Categories: All Articles, Body, That Ye May Learn Wisdom
An Essay on Life
12 June 2010
All my life I've asked the older folks two questions: "When do you reach middle age, and when does old age begin?" I've never gotten a satisfactory answer. However, having arrived at both of those milestones, I can now answer my own questions.
Middle age for me happened at 49. It was then that I needed reading glasses. It was then that I found myself walking around to the gate instead of climbing over the fence.
I have now arrived at old age—63. If I try to run, I look like an old man. I'm starting to stumble like my father. I think I've mellowed. The truck driver who delivered Adam's pivots referred to me as "that old guy," and "a tough old bird." I have a prosthetic hip. Every male Kerns who was a near relative either died at 63 or needed a heart operation.

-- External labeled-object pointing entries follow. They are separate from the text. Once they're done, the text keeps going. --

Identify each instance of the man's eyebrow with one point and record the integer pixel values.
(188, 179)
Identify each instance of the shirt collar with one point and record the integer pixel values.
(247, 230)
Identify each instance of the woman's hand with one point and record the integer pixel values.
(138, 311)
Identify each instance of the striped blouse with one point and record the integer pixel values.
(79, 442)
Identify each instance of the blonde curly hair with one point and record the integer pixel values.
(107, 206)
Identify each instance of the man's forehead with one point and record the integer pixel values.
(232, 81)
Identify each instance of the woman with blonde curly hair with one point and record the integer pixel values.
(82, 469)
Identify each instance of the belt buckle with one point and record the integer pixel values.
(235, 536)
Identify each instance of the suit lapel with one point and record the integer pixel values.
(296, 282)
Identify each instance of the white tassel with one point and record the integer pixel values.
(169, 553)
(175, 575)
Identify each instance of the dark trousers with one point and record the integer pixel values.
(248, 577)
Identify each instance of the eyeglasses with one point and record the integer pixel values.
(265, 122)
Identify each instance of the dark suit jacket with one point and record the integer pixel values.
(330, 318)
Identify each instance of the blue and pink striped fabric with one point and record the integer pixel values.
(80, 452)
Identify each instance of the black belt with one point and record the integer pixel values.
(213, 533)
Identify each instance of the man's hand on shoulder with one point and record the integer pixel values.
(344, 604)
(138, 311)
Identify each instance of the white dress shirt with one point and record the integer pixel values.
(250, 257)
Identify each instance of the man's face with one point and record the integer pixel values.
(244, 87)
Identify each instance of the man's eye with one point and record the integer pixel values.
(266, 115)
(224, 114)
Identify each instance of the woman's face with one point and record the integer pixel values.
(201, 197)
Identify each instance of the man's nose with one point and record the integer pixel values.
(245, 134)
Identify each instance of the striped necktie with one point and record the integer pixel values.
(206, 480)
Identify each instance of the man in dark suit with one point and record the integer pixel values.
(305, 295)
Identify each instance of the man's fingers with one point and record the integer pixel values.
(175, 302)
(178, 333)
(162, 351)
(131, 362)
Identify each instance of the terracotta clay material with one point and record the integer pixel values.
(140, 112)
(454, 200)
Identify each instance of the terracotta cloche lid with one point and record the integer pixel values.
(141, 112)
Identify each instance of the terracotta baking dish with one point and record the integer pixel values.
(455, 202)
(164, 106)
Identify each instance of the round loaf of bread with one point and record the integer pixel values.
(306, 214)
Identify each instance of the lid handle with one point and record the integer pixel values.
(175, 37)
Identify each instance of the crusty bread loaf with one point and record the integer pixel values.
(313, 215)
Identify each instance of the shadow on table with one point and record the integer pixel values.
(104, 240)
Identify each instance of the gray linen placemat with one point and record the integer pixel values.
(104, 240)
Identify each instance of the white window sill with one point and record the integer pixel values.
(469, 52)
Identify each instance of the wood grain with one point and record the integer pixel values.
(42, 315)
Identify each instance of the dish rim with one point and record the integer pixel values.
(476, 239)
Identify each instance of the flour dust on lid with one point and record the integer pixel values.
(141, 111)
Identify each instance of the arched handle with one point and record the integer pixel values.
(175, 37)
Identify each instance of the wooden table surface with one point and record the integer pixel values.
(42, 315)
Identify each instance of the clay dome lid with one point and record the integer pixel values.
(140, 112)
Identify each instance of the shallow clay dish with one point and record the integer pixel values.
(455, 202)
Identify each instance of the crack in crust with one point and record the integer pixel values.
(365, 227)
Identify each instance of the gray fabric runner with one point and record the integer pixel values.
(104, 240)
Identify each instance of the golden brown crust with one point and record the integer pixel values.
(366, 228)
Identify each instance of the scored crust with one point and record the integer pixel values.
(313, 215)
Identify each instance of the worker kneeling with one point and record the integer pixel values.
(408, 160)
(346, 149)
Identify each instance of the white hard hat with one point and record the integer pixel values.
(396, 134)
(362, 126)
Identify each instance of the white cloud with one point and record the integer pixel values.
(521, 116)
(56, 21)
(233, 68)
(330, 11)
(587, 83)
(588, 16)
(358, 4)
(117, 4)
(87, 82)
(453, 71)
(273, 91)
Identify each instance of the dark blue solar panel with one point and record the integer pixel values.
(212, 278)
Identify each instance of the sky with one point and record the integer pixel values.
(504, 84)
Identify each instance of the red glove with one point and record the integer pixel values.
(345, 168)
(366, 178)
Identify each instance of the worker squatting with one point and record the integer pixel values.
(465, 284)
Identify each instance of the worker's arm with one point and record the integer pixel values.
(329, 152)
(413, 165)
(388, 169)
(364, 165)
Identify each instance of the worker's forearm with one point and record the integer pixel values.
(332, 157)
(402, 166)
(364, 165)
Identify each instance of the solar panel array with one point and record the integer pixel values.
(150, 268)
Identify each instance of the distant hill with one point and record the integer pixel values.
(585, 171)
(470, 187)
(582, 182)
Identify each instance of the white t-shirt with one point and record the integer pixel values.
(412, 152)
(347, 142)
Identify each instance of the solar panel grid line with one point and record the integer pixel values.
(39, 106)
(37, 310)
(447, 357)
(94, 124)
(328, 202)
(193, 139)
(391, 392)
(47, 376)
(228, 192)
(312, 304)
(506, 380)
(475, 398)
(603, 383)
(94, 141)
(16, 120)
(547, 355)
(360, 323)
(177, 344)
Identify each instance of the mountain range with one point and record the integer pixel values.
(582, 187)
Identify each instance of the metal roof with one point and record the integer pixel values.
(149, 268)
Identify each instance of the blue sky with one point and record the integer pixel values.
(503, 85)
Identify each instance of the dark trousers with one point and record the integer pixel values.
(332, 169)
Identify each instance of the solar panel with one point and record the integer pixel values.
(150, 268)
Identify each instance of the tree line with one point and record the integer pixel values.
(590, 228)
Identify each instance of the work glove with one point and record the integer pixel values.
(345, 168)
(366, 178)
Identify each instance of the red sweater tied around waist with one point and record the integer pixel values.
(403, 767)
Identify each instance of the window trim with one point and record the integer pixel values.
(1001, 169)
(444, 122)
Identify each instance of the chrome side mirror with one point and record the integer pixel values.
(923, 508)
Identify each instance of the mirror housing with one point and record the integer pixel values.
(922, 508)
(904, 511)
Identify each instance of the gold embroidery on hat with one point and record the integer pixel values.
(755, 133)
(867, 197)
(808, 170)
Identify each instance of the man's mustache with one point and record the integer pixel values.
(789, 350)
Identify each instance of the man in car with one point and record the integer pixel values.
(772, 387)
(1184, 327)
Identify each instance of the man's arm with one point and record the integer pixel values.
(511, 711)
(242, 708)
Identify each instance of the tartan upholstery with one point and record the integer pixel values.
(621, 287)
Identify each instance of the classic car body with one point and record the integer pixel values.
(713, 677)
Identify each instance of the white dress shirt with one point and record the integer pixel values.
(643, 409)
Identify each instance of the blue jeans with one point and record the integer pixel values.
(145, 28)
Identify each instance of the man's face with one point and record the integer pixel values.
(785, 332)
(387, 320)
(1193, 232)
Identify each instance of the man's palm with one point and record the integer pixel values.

I am now officially old. As such I need not feel driven, nor guilty when I don't accomplish as much as I used to. If I want to be slower and enjoy the journey, that's all right. From here on out I'm not doing deadlines unless absolutely necessary. If I don't want to participate in an activity I can decline.
I was a kid for 19 years. I was young for the next 30. I spent 14 years in middle age. I should now have another 20 or 30 years in which to experience old age. I intend to enjoy those years. I've enjoyed all of the preceding years except my late teenage years, and at the time I really wasn't aware that I wasn't enjoying those. I wouldn't want to go back and relive any period of my life. I'm looking forward to the future, and am excited to see what it brings. I know that I can handle whatever the future deals me, as long as the Lord is with me, and as long as I keep my attitudes positive.
I don't dread death in the slightest degree. I look forward to it. The only thing about death that makes me at all nervous is the possible pain that might precede it. I expect the end result of the death experience to be glorious, and a thing to be eagerly anticipated. I expect life from that point on to be so incredibly wonderful that my mortal mind is not capable of comprehending it.
(Postscript, 3 December 2019: I wish to amend the foregoing. Old age actually happened to me at age 69. I felt some rather dramatic and surprising physical changes in the spring of 2016.)